Branislav Mitrović (Serbian: Бранислав Митровић; born 29 August 1966) is a politician in Serbia. He was a member of the National Assembly of Serbia for most of the time between 2008 and 2014, serving with G17 Plus and the United Regions of Serbia (Ujedinjeni regioni Srbije, URS). He is now a member of Positive Užice and has been the president (i.e., speaker) of the Užice city assembly since 2016.
Mitrović was born in Užice, in what was then the Socialist Republic of Serbia in the Socialist Federal Republic of Yugoslavia. Raised in the community, he graduated from the technical faculty in Čačak and is a professor of informatics. He began working for Serbian Railways in 1992, and in 2005–06 he was a city manager in Užice.[1]
Mitrović joined G17 Plus in 2003. He received the sixth position on the party's electoral list for the Užice assembly in the 2004 Serbian local elections and was given a mandate after the list won four seats.[2] [3] (In this election, one-third of assembly mandates were awarded to candidates on successful lists in numerical order, with the remaining two-thirds assigned to other candidates at the discretion of the sponsoring parties or coalitions. Mitrović's relatively low position on the list did not prevent him from receiving a mandate.)[4] He resigned on 13 December 2005, presumably after his appointment as a city manager.[5]
He appeared in the 151st position on the G17 Plus list in the 2007 Serbian parliamentary election.[6] The list won nineteen seats, and he was not selected for a mandate. (From 2000 to 2011, all mandates in Serbian parliamentary elections were assigned to candidates on successful lists at the discretion of the sponsoring parties or coalitions, irrespective of numerical order.[7] Mitrović could have been awarded a mandate notwithstanding his position on the list, which was in any event mostly alphabetical.)
He was appointed as commissioner of the Zlatibor District in 2007 and held this role for the next year.[8] [9]
G17 Plus contested the 2008 parliamentary election as part of the For a European Serbia (Za evropsku Srbiju, ZES) alliance led by the Democratic Party (Demokratska stranka, DS).
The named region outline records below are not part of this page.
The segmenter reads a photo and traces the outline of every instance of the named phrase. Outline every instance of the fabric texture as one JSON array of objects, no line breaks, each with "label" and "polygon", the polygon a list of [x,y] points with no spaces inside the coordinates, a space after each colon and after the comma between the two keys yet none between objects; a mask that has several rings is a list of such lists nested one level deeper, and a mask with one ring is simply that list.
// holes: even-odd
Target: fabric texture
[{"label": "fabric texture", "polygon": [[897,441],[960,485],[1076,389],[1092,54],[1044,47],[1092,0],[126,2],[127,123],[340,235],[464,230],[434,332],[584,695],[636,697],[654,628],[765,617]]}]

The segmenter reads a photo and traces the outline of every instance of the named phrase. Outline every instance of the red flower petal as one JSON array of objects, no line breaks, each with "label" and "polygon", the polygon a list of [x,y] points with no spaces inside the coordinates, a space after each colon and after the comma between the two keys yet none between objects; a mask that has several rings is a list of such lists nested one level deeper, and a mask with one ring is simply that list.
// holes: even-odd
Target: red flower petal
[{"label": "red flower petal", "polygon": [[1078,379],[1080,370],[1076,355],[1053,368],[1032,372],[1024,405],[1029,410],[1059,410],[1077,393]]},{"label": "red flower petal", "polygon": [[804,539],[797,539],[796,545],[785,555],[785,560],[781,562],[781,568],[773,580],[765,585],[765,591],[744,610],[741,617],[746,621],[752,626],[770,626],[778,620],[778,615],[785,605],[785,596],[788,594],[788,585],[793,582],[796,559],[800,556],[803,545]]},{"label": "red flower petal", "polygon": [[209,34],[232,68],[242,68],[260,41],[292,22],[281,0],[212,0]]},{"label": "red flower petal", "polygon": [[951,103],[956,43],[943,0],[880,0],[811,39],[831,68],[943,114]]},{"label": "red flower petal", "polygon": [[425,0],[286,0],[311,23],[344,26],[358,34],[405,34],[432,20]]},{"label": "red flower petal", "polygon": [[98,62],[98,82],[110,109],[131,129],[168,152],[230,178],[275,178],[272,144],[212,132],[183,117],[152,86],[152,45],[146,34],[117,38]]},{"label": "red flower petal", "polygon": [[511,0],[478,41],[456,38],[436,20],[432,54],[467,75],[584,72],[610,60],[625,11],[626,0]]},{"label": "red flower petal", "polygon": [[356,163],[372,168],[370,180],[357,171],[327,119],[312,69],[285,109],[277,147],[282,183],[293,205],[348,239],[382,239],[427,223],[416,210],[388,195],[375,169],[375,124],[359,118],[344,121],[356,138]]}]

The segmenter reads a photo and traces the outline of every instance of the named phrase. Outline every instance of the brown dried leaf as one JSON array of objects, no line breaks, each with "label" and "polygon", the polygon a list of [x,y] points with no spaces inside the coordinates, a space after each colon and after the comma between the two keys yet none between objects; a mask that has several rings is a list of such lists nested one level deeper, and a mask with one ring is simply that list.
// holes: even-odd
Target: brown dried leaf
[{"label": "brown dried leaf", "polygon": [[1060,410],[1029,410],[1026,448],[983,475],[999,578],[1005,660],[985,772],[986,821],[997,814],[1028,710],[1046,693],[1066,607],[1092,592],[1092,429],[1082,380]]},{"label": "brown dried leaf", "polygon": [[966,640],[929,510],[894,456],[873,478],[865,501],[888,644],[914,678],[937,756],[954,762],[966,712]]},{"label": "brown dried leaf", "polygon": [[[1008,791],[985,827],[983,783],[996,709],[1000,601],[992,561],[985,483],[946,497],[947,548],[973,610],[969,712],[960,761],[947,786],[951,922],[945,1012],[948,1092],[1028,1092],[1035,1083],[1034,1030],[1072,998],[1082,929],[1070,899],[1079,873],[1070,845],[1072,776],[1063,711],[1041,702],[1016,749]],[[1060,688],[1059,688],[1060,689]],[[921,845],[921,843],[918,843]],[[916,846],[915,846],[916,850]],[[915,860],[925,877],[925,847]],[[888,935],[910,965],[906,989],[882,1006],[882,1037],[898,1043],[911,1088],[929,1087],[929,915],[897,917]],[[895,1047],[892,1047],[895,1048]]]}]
Mitrović was given the 128th position on the list and was chosen for a mandate when the alliance won 102 out of 250 seats.[10] [11] The overall results of the election were inconclusive, but the ZES alliance eventually formed a coalition government with the Socialist Party of Serbia (Socijalistička partija Srbije, SPS), and Mitrović served as a government supporter. He was a member of the committee on justice and administration, the committee on petitions and proposals, the legislative committee, and the parliamentary friendship groups with Japan, the Netherlands, and Slovakia.[12]
He also appeared in the second position on the ZES's list in Užice in the concurrent 2008 Serbian local elections and was given a mandate when the list won twenty-eight seats.[13] [14] He resigned his place in the local assembly on 22 July 2008.[15]
Serbia's electoral laws were reformed in 2011, such that all mandates were awarded to candidates on successful lists in numerical order. G17 Plus contested the 2012 parliamentary election with the United Regions of Serbia coalition. Mitrović received the twenty-fifth position on the URS list and was not immediately re-elected when the list won sixteen seats.[16] He also received the lead position on the URS list for the Užice assembly in the 2012 local elections and took a mandate when the list won seven seats.[17] [18]
Mitrović was given a seat in the national assembly on 22 October 2012 as the replacement for fellow URS member Nebojša Zdravković, who had resigned.[19] [20] Although he was not required to do so, Mitrović resigned from the Užice local assembly on the same day.[21] The URS initially participated in a coalition government with the SPS and the Serbian Progressive Party (Srpska napredna stranka, SNS), and Mitrović again served as a government supporter. On 31 July 2013, the URS moved into opposition. During his second term in the national assembly, Mitrović was a member of the committee on foreign affairs, a deputy member of the committee on environmental protection, and a member of Serbia's delegation to the parliamentary assembly of the Collective Security Treaty Organization.[22]
The URS was transformed from an alliance to a unified political party in 2013, and Mitrović became a member of the new organization. He was given the thirty-second position on the URS's list in the 2014 parliamentary election, in which the party did not cross the electoral threshold to receive assembly representation.[23]
The URS ceased to be a credible force in Serbian politics after the 2014 election, and Mitrović founded a local political party called Positive Užice later in the year.[24] This party contested the 2016 local elections as part of the Progressive Party's alliance; Mitrović received the twenty-third position on its list and was elected to a fourth local term when the list won thirty-four seats.[25] [26] After the election, he was chosen as assembly speaker.[27]
Positive Užice continued its alliance with the SNS into the 2022 local elections; Mitrović received the nineteenth position on the SNS list and was re-elected when the list won forty-one seats.[28] [29] He was chosen for a second term as speaker when the new assembly convened.[30]